In the case of inflammation generated in response to infectious diseases, the long-term tactic is to eliminate the bug in the first place. John D. Groopman of Johns Hopkins University has studied the role of hepatitis B virus (HBV) infection and exposure to aflatoxin (a mutagenic compound produced by molds) in liver cancer. Either risk factor increases a person’s risk of cancer—7.3-fold for the virus and 3.4-fold for aflatoxin—but the two in combination can increase the risk 60-fold, Groopman said. In a population in Qidong, China, Groopman has found that the virus and toxin working together caused many men to develop liver cancer by age 50.

Groopman believes that making HBV vaccination a public health right would help reduce such cancer risks. “We have a really good HBV vaccine,” he said. “We could eliminate this virus from the human population, but it’s going to take 100 years to do it.” In the meantime, he said, there’s a “compelling need to develop new therapeutic strategies.”

For inflammation that doesn’t stem from an infectious agent, the prevention strategy is not as clear-cut.

One tactic might be the prophylactic use of anti-inflammatory drugs, but the practice would be rife with pitfalls.
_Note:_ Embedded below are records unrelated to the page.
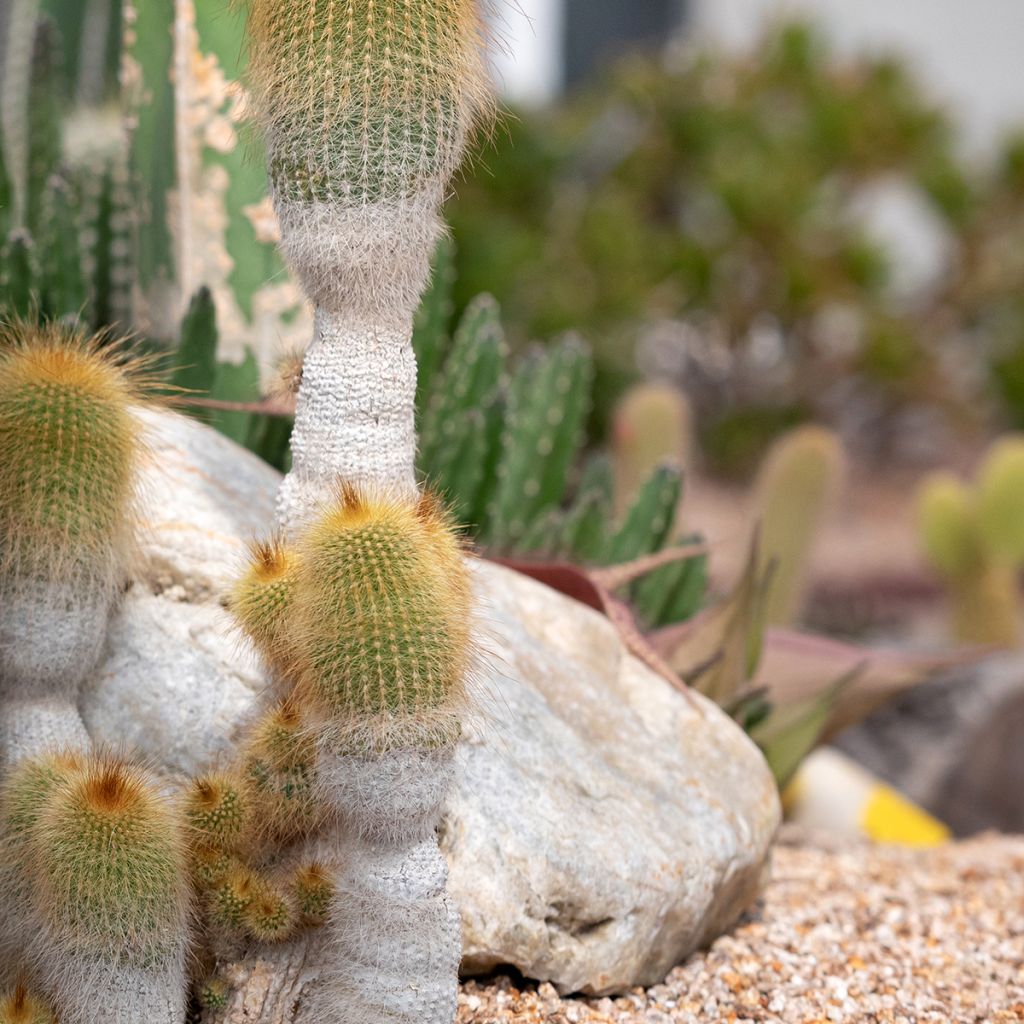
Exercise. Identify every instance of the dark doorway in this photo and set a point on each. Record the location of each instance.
(598, 31)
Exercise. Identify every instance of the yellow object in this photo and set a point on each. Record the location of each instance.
(832, 793)
(890, 817)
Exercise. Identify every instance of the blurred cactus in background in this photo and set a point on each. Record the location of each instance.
(204, 219)
(710, 214)
(652, 424)
(973, 539)
(797, 483)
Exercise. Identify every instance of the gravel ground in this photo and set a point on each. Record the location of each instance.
(847, 935)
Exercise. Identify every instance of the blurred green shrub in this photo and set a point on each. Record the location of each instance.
(723, 196)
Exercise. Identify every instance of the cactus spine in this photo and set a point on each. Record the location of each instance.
(800, 477)
(20, 1007)
(102, 883)
(366, 107)
(69, 448)
(973, 538)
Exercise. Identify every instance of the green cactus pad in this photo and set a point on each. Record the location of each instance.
(261, 599)
(949, 525)
(364, 101)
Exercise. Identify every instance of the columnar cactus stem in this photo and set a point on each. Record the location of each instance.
(99, 861)
(69, 448)
(366, 107)
(354, 414)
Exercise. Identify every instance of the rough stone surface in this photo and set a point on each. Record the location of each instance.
(602, 826)
(849, 934)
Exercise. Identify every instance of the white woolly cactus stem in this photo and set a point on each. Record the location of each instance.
(51, 635)
(69, 448)
(89, 990)
(394, 931)
(354, 415)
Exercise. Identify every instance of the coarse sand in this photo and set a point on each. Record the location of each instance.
(844, 934)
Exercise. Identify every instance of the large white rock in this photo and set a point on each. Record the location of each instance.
(603, 826)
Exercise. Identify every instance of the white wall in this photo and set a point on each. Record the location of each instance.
(527, 55)
(970, 51)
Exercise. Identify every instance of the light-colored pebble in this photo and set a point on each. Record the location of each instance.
(862, 935)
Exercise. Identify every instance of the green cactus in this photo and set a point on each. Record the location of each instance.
(651, 425)
(261, 598)
(430, 328)
(62, 278)
(108, 217)
(19, 283)
(798, 480)
(453, 437)
(270, 915)
(1000, 500)
(313, 890)
(111, 865)
(393, 87)
(972, 538)
(583, 535)
(230, 895)
(20, 1007)
(98, 893)
(381, 628)
(43, 124)
(69, 452)
(650, 520)
(279, 759)
(217, 811)
(547, 407)
(6, 196)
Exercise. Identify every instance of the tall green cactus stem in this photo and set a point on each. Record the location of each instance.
(366, 107)
(69, 446)
(981, 580)
(652, 425)
(801, 475)
(109, 889)
(20, 1007)
(382, 633)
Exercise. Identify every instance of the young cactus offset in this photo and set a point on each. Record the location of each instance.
(69, 448)
(103, 882)
(381, 634)
(800, 477)
(974, 540)
(366, 107)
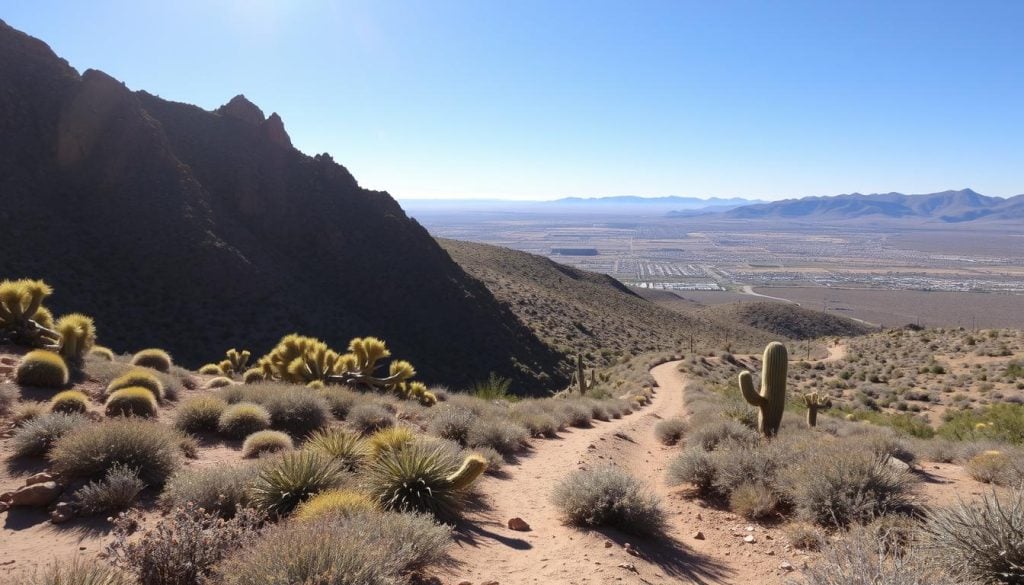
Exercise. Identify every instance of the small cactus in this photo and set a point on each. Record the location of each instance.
(771, 401)
(814, 402)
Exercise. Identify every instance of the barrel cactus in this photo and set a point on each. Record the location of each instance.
(771, 401)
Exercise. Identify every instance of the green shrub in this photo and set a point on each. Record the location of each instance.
(368, 418)
(70, 402)
(263, 442)
(608, 497)
(287, 481)
(92, 450)
(200, 414)
(42, 369)
(221, 490)
(36, 436)
(137, 378)
(133, 401)
(155, 359)
(116, 492)
(243, 419)
(670, 430)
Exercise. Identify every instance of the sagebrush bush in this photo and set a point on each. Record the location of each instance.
(91, 450)
(608, 497)
(154, 359)
(335, 502)
(501, 434)
(200, 414)
(242, 419)
(70, 402)
(369, 548)
(36, 436)
(263, 442)
(286, 481)
(116, 492)
(42, 369)
(221, 490)
(181, 548)
(348, 450)
(670, 430)
(369, 417)
(982, 540)
(137, 378)
(133, 401)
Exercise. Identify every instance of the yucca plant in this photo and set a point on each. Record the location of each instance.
(347, 450)
(289, 479)
(78, 335)
(24, 320)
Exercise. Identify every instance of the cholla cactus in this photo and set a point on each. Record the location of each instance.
(24, 320)
(814, 402)
(78, 335)
(771, 401)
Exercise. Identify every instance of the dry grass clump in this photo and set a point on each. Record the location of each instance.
(36, 436)
(133, 401)
(155, 359)
(608, 497)
(263, 442)
(220, 490)
(670, 430)
(116, 492)
(42, 369)
(242, 419)
(199, 414)
(981, 540)
(92, 450)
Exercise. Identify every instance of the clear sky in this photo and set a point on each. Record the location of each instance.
(538, 99)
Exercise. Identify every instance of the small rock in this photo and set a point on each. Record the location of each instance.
(518, 525)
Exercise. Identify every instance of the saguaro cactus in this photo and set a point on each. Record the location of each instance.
(771, 401)
(814, 401)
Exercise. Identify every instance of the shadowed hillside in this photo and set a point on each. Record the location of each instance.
(200, 231)
(579, 310)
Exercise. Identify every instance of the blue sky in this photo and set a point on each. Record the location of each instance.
(539, 99)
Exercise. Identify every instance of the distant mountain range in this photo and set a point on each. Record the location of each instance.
(946, 207)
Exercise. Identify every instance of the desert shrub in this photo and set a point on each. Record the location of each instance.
(8, 395)
(263, 442)
(155, 359)
(692, 466)
(42, 369)
(114, 493)
(608, 497)
(335, 502)
(709, 435)
(133, 401)
(222, 490)
(92, 450)
(348, 450)
(137, 378)
(369, 417)
(76, 572)
(182, 547)
(834, 486)
(753, 500)
(200, 414)
(70, 402)
(501, 434)
(451, 422)
(243, 419)
(340, 400)
(36, 436)
(981, 539)
(670, 430)
(368, 548)
(287, 481)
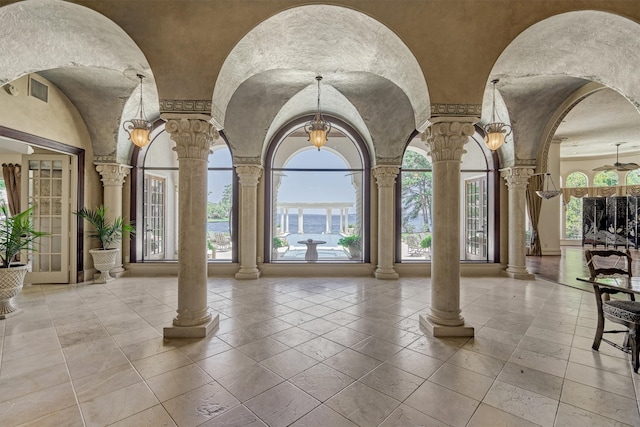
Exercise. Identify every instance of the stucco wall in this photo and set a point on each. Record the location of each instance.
(57, 120)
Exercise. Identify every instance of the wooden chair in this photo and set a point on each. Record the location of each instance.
(614, 263)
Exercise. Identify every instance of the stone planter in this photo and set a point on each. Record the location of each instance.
(104, 260)
(355, 252)
(11, 281)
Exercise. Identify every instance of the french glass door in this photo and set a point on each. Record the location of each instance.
(46, 186)
(154, 217)
(476, 218)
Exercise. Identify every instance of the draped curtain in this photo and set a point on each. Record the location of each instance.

First, not all inflammation is bad. Any prevention strategy that hinges on curtailing inflammation must focus on chronic inflammation while leaving the often beneficial process of acute inflammation alone. Second, many current anti-inflammatory drugs have side effects that make long-term use ­inadvisable.

COX-2 inhibitors illustrate the complexity of trying to intervene in inflammatory processes. Among the many processes that COX-2 is involved in are cell proliferation and the formation of new blood vessels. So Marnett is exploring COX-2 inhibitors as a way to slow down, or even stop, cancer progression. However, “COX-2 makes prostaglandins that at some phases of the inflammatory response stimulate inflammation, but in other phases inhibit inflammation,” Marnett said.

Tannenbaum suggests that preventing cancer by targeting inflammatory processes will involve using multiple drugs, much like what is currently done in treatment of cardiovascular disease.

But before then, we need a better understanding of the chemistry, Tannenbaum said. “Once we pin down the chemistry, we can think much better about prevention,” he said. “It’s not like finding an antibiotic to cure a bacterial disease. The inflammatory process takes 20 years or more before it causes a high risk for cancer in humans.”